The officer feels that with better infrastructure, the attendance of students and their will to attend classes would increase. “The students do not need luxury. But who would want to attend classes with no fans, electricity, toilets, drinking water and basic facilities?” Heera said.
Heera said that many government assets are wasted or lost to encroachments or out of order as they do not get maintained and protected. “We need to change the picture to ensure resources do not get drained,” she added.
Long Term Effects in Arunachal
Rome feels that the project will have multiple effects in future.
“First the officers from our batch are setting an example for coming batches promoting collective good. We hope our initiative acts as a ripple effect for other officers to take cue for such honest and good work,” Rome said.
“Secondly, at the community level, many people have started approaching us for donations and wanting to contribute by their means.
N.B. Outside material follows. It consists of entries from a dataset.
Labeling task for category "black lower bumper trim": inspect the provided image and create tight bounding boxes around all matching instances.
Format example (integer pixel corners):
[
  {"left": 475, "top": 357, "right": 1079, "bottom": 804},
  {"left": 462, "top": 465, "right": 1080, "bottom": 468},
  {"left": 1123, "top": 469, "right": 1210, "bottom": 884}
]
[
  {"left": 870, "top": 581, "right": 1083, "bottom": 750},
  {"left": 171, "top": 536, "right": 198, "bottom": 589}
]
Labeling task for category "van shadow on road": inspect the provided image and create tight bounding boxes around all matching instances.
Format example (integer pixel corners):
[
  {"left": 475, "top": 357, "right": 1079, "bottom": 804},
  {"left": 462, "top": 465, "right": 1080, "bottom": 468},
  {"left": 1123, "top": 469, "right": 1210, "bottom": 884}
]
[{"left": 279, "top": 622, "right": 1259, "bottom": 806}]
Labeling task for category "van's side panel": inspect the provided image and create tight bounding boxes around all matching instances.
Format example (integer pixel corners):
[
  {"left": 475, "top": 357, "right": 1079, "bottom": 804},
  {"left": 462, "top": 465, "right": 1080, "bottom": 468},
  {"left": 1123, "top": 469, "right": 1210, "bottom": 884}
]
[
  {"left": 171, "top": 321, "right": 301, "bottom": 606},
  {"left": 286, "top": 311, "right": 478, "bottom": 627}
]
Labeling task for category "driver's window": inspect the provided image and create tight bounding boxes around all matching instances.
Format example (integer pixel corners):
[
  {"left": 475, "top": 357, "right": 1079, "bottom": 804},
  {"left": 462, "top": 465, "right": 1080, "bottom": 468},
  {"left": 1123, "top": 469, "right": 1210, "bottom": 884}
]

The public funds and donations will add to our contributions for better work,” he added.
Moreover, the officer said that people from the concerned department could be held accountable and would push the agencies to do their job. “If they realise that officers are pitching in to fill their shortcomings, they will make some effort to perform their duties honestly,” Rome said.
Rome said that a website is already floated for people to contribute across India, and they plan a series of infrastructure repairs in Arunachal.
“There is already a proposal to repair a girls hostel and to buy computers for children. Other initiatives like the rainwater harvesting, building toilets, internet and even having a playground can get built with the available funds,” he added.